HMB.: Je me pose moi-même la même question. C’est à eux de répondre. Je pense que si ces fonctionnaires-là avaient mesuré la profondeur des relations diplomatiques entre les pays membres, ils n’auraient pas agi de la même façon. Parce que là maintenant, on dirait que Maurice et l’Union des Comores sont en compétition pour l’organisation de ces jeux alors que ce n’est pas le cas.

Je  vous assure aussi que les relations entre nos deux pays sont excellentes et à un niveau très élevé. Ce qui a manqué donc à ces fonctionnaires, c’est d’étudier la géopolitique de la région. Et puis, il reste trois ans.  Ensuite, selon la charte, c’est une année avant le début des compétitions qu’on commence à poser ces questions. Mais, il y a aussi le communiqué du Cij qui, d’un côté, nous félicite pour efforts entrepris pour l’organisation des jeux et de l’autre, nous les retire. J’ai vu le président du Cij et l’argument qu’il me sort, c’est qu’on n’a pas été présent.

Al-watwan. Concrètement, qu’est-ce qu’il y a lieu de faire maintenant ?

HMB.: Le gouvernement est en train de travailler. Je ne suis pas habilité à donner les détails, mais nous sommes, d’abord, en train de poser des questions à nos partenaires membres de ces jeux pour comprendre ce qui s’est réellement passé. Est-on en train de nous pousser dehors? Dans quelques jours, nous espérons avoir des résultats de ce travail.

Et si à partir de là nous comprenons qu’effectivement il a été décidé que nous ne soyons plus membre de ces jeux, on en tirera les conséquences. Et s’il s’avère que c’est une erreur, une mauvaise appréciation, nous allons demander que la justice soit rétablie.

Al-watwan. Paul Béranger, ancien premier ministre mauricien n’a pas approuvé le fait que Maurice ait accepté de ravir à l’Union des Comores l’organisation des jeux…

HMB.:… Je connais bien Paul Béranger, c’est quelqu’un qui connait bien le pays et qui a même pris part dans les démarches de la réconciliation nationale. Tout ce que je peux dire, c’est que c’est quelqu’un qui connait profondément la région.

Al-watwan. Que répondez-vous alors à certains de vos compatriotes qui disent que les Comores n’ont pas leur place dans la Coi ?

HMB.: Premièrement, que cela n’a rien à voir avec la Coi et deuxièmement, je crois que c’est une réaction sportive par rapport à ce qui s’est passé et qui est quand même choquant.
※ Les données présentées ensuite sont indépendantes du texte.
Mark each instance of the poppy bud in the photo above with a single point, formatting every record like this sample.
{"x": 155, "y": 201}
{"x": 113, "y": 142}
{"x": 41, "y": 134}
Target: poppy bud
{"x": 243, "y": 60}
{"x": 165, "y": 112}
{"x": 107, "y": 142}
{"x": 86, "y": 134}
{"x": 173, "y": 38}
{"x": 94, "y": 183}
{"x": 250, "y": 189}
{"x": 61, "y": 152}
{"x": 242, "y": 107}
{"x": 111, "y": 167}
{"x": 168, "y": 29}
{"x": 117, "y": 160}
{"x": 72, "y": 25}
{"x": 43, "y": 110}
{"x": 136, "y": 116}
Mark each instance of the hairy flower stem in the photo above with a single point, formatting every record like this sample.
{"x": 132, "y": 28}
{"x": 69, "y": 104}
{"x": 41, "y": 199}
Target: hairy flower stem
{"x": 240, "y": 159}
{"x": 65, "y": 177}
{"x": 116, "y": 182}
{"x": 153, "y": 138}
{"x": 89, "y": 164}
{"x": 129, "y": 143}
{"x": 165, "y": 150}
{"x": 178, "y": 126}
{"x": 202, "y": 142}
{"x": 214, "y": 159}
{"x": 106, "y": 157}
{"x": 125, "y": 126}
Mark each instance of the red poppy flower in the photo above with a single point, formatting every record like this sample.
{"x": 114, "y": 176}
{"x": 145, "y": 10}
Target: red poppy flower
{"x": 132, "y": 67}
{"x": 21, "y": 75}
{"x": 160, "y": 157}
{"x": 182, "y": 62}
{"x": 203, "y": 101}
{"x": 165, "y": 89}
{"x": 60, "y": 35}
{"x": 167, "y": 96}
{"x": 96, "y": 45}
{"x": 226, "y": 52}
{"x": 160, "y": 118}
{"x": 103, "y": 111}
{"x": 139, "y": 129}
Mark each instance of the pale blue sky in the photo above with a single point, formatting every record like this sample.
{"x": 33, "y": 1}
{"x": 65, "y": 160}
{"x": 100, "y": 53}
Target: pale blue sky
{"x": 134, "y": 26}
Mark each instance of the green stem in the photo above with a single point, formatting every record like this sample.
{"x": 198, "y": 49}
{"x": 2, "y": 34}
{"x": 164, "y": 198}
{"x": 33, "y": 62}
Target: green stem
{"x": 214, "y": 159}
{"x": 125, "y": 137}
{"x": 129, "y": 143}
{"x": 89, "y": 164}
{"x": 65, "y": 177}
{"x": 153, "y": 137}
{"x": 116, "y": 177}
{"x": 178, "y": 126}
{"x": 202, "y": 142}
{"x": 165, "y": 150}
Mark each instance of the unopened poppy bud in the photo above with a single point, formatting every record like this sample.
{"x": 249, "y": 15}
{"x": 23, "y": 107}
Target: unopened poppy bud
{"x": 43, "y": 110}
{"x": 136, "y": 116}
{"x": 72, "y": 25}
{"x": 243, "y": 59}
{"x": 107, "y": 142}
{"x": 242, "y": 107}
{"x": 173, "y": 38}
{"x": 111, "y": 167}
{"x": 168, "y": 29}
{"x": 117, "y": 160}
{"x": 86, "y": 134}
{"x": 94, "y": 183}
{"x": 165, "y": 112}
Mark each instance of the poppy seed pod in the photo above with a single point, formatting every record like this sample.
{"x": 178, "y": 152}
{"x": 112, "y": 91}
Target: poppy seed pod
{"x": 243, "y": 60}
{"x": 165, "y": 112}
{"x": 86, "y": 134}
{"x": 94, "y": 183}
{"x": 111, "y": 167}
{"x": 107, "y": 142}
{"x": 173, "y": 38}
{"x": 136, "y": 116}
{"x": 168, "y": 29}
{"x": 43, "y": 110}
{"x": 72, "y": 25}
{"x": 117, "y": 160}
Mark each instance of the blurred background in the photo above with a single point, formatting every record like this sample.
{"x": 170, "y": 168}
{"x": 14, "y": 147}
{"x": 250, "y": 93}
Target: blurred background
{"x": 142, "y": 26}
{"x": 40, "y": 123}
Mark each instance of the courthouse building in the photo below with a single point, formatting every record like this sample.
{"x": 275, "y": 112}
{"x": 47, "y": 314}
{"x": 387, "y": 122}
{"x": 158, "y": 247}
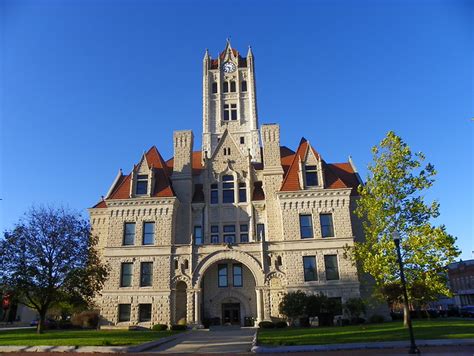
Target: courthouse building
{"x": 222, "y": 233}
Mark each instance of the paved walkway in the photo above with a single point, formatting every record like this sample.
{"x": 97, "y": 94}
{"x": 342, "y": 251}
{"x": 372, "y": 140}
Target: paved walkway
{"x": 222, "y": 340}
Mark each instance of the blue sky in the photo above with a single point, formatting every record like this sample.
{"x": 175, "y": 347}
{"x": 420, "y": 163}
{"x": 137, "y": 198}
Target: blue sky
{"x": 87, "y": 86}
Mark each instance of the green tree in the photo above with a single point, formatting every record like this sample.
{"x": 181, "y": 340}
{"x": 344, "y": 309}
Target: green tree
{"x": 50, "y": 257}
{"x": 293, "y": 305}
{"x": 393, "y": 200}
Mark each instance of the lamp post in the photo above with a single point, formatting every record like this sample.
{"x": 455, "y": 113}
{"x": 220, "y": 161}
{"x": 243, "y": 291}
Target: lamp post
{"x": 413, "y": 348}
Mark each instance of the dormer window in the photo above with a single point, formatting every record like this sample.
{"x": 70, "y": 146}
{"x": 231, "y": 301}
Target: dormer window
{"x": 311, "y": 176}
{"x": 230, "y": 112}
{"x": 142, "y": 184}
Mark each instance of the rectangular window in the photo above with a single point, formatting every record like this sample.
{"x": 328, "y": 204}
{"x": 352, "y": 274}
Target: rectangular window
{"x": 229, "y": 234}
{"x": 148, "y": 233}
{"x": 126, "y": 274}
{"x": 214, "y": 194}
{"x": 214, "y": 234}
{"x": 327, "y": 227}
{"x": 227, "y": 189}
{"x": 129, "y": 234}
{"x": 260, "y": 232}
{"x": 332, "y": 269}
{"x": 146, "y": 274}
{"x": 222, "y": 275}
{"x": 311, "y": 176}
{"x": 144, "y": 312}
{"x": 124, "y": 312}
{"x": 310, "y": 270}
{"x": 198, "y": 235}
{"x": 306, "y": 226}
{"x": 237, "y": 275}
{"x": 242, "y": 193}
{"x": 142, "y": 184}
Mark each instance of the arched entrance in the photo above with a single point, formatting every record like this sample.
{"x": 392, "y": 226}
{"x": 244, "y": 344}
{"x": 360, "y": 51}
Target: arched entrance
{"x": 228, "y": 287}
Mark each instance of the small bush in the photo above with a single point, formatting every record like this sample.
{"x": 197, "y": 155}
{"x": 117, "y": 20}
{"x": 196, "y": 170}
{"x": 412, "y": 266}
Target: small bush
{"x": 376, "y": 318}
{"x": 159, "y": 327}
{"x": 266, "y": 325}
{"x": 281, "y": 324}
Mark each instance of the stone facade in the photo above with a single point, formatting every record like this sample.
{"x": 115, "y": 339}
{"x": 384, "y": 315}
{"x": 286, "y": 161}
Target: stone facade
{"x": 227, "y": 229}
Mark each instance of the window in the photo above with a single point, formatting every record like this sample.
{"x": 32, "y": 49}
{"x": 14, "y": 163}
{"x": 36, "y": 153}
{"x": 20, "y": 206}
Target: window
{"x": 198, "y": 235}
{"x": 242, "y": 193}
{"x": 327, "y": 228}
{"x": 260, "y": 232}
{"x": 244, "y": 233}
{"x": 229, "y": 234}
{"x": 310, "y": 271}
{"x": 332, "y": 270}
{"x": 230, "y": 112}
{"x": 214, "y": 194}
{"x": 311, "y": 176}
{"x": 237, "y": 275}
{"x": 124, "y": 312}
{"x": 148, "y": 233}
{"x": 222, "y": 275}
{"x": 227, "y": 189}
{"x": 144, "y": 312}
{"x": 146, "y": 274}
{"x": 126, "y": 274}
{"x": 129, "y": 234}
{"x": 306, "y": 226}
{"x": 142, "y": 184}
{"x": 214, "y": 234}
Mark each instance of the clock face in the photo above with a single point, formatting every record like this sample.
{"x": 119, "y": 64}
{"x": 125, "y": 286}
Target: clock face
{"x": 228, "y": 67}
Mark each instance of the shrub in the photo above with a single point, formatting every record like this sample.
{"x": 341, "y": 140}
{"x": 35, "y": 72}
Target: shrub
{"x": 281, "y": 324}
{"x": 159, "y": 327}
{"x": 86, "y": 319}
{"x": 266, "y": 325}
{"x": 376, "y": 318}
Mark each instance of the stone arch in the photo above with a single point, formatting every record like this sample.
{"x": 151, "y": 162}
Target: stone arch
{"x": 249, "y": 261}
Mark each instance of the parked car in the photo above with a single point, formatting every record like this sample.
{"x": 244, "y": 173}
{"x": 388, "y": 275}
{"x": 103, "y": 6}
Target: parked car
{"x": 467, "y": 311}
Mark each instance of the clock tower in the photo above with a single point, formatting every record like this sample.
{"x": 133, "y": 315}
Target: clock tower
{"x": 229, "y": 102}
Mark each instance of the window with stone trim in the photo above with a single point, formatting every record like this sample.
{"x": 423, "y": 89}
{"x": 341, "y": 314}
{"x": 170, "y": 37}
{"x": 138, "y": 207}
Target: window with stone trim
{"x": 148, "y": 233}
{"x": 142, "y": 184}
{"x": 146, "y": 274}
{"x": 222, "y": 275}
{"x": 327, "y": 226}
{"x": 144, "y": 312}
{"x": 332, "y": 268}
{"x": 124, "y": 312}
{"x": 126, "y": 273}
{"x": 306, "y": 226}
{"x": 310, "y": 269}
{"x": 129, "y": 234}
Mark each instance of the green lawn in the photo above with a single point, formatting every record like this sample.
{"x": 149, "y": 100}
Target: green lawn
{"x": 28, "y": 337}
{"x": 391, "y": 331}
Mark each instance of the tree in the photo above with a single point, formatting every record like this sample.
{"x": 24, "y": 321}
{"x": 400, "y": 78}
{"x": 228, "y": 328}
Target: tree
{"x": 293, "y": 305}
{"x": 392, "y": 200}
{"x": 50, "y": 257}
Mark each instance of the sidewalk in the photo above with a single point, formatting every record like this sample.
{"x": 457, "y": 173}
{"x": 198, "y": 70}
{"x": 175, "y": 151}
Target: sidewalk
{"x": 362, "y": 346}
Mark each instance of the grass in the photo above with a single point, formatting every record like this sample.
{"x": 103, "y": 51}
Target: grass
{"x": 28, "y": 337}
{"x": 391, "y": 331}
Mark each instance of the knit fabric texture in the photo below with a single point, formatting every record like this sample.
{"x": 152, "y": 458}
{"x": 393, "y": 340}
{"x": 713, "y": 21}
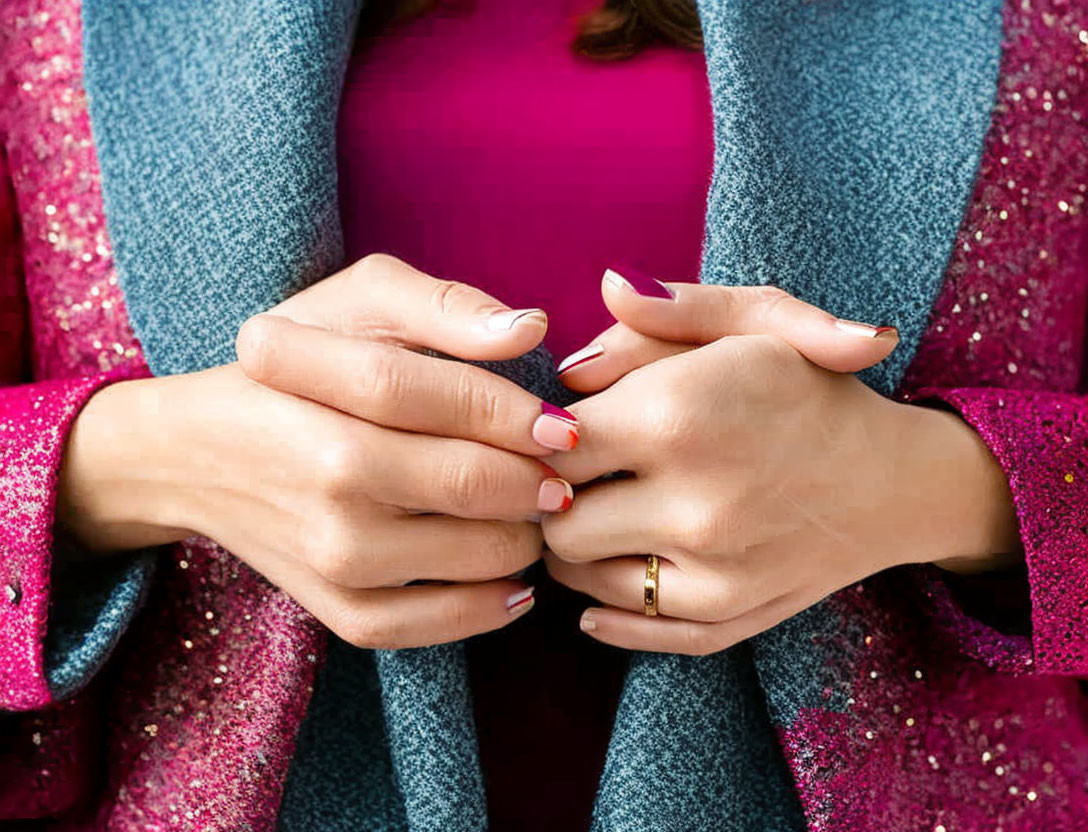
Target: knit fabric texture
{"x": 847, "y": 139}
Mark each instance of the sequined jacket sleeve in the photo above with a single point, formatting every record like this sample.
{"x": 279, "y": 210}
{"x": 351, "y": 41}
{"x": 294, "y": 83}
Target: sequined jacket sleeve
{"x": 42, "y": 657}
{"x": 1040, "y": 439}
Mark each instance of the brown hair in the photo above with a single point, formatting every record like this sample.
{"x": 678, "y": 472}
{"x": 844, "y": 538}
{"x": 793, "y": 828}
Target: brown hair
{"x": 619, "y": 28}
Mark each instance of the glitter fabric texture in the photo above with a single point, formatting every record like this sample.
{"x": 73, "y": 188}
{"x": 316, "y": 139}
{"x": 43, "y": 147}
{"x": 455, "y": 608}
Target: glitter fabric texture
{"x": 949, "y": 723}
{"x": 215, "y": 678}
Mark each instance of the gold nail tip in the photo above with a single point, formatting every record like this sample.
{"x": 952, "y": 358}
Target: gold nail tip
{"x": 578, "y": 357}
{"x": 864, "y": 330}
{"x": 509, "y": 318}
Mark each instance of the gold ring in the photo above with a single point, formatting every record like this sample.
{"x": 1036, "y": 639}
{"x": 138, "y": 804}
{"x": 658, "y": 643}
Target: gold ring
{"x": 650, "y": 587}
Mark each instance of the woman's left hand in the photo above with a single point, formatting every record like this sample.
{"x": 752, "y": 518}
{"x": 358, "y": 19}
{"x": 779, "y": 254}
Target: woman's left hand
{"x": 762, "y": 481}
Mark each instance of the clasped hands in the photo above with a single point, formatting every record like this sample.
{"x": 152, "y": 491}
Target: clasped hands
{"x": 757, "y": 467}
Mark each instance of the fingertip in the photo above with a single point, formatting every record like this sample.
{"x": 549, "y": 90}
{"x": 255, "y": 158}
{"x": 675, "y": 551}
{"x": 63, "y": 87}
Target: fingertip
{"x": 630, "y": 281}
{"x": 504, "y": 334}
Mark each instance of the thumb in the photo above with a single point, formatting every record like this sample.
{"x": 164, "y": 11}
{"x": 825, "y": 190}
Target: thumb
{"x": 696, "y": 313}
{"x": 383, "y": 298}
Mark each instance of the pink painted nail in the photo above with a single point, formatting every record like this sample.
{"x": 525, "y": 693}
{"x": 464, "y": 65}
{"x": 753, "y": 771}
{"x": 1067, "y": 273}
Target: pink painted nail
{"x": 520, "y": 601}
{"x": 639, "y": 283}
{"x": 866, "y": 331}
{"x": 555, "y": 427}
{"x": 507, "y": 319}
{"x": 579, "y": 358}
{"x": 555, "y": 495}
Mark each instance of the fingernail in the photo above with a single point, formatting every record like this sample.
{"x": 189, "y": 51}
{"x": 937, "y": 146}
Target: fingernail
{"x": 520, "y": 601}
{"x": 507, "y": 319}
{"x": 866, "y": 331}
{"x": 555, "y": 495}
{"x": 579, "y": 358}
{"x": 639, "y": 283}
{"x": 555, "y": 427}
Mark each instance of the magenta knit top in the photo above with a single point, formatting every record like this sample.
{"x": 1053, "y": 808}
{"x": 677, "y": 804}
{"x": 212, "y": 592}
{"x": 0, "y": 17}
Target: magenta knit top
{"x": 955, "y": 721}
{"x": 474, "y": 145}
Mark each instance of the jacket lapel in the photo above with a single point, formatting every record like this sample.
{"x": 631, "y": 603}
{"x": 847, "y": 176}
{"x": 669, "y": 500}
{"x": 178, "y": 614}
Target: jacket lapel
{"x": 847, "y": 138}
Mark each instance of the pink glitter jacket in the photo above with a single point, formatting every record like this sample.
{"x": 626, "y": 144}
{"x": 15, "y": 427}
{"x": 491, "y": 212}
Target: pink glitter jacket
{"x": 951, "y": 724}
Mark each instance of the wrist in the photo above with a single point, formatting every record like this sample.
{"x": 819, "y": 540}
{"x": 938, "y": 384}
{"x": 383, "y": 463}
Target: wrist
{"x": 963, "y": 504}
{"x": 118, "y": 486}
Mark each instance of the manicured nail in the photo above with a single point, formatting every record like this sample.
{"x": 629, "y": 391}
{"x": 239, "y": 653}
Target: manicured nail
{"x": 579, "y": 358}
{"x": 507, "y": 319}
{"x": 520, "y": 601}
{"x": 555, "y": 495}
{"x": 555, "y": 427}
{"x": 639, "y": 283}
{"x": 867, "y": 331}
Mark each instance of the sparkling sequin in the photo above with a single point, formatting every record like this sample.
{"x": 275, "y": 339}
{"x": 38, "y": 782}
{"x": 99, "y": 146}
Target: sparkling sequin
{"x": 983, "y": 750}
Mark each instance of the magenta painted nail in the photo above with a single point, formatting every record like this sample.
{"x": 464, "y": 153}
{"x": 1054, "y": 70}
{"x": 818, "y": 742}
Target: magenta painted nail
{"x": 555, "y": 427}
{"x": 640, "y": 283}
{"x": 555, "y": 495}
{"x": 580, "y": 357}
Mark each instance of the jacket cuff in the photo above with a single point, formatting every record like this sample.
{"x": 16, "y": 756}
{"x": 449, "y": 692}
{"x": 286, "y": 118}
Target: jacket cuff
{"x": 1040, "y": 441}
{"x": 35, "y": 420}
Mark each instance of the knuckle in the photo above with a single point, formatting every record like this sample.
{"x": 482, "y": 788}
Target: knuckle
{"x": 374, "y": 264}
{"x": 453, "y": 615}
{"x": 509, "y": 547}
{"x": 719, "y": 603}
{"x": 702, "y": 529}
{"x": 447, "y": 295}
{"x": 368, "y": 629}
{"x": 254, "y": 346}
{"x": 696, "y": 638}
{"x": 667, "y": 419}
{"x": 467, "y": 482}
{"x": 329, "y": 554}
{"x": 379, "y": 379}
{"x": 336, "y": 467}
{"x": 476, "y": 404}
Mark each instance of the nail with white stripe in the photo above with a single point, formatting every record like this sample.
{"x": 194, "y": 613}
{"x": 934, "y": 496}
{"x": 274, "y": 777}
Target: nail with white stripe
{"x": 581, "y": 357}
{"x": 507, "y": 319}
{"x": 520, "y": 601}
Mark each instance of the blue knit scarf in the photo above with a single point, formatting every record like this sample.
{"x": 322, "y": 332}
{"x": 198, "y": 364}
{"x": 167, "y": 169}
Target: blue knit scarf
{"x": 848, "y": 134}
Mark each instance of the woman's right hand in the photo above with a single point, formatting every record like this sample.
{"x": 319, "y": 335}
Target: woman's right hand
{"x": 345, "y": 463}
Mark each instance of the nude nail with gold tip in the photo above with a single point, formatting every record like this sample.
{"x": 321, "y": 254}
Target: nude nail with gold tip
{"x": 507, "y": 319}
{"x": 640, "y": 283}
{"x": 866, "y": 331}
{"x": 555, "y": 427}
{"x": 520, "y": 601}
{"x": 555, "y": 495}
{"x": 580, "y": 357}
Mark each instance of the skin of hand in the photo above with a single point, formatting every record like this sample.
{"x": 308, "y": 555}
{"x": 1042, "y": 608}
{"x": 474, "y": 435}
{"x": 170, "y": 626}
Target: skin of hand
{"x": 763, "y": 481}
{"x": 340, "y": 460}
Je voudrais qu’on m’explique comment un pays de l’Océan Indien, composé de nombreuses îles au beau milieu de l’océan, peut ne pas participer à ces jeux.

Al-watwan. Dites-nous franchement, est-ce que les Comores ont fait l’essentiel pour avoir l’organisation de ces jeux ?

HMB.: Il n’y avait surtout pas de travail de lobbying à faire parce qu’il n’y avait pas de concurrence. Si on savait qu’il y aurait de la concurrence, on ne serait même pas candidat. Nous savons pertinemment que le pays qui a les moyens de le faire c’est d’abord La Réunion, ensuite Maurice et puis Seychelles. Comment allions donc nous battre avec un pays qui dispose presque de toutes les infrastructures? Mais, la charte veut que nous soyons les organisateurs. Le drapeau a été remis officiellement au chef de l’Etat, qui s’est ensuite adressé à la Nation. Et puis voilà. Comment qualifier cela sinon une humiliation ?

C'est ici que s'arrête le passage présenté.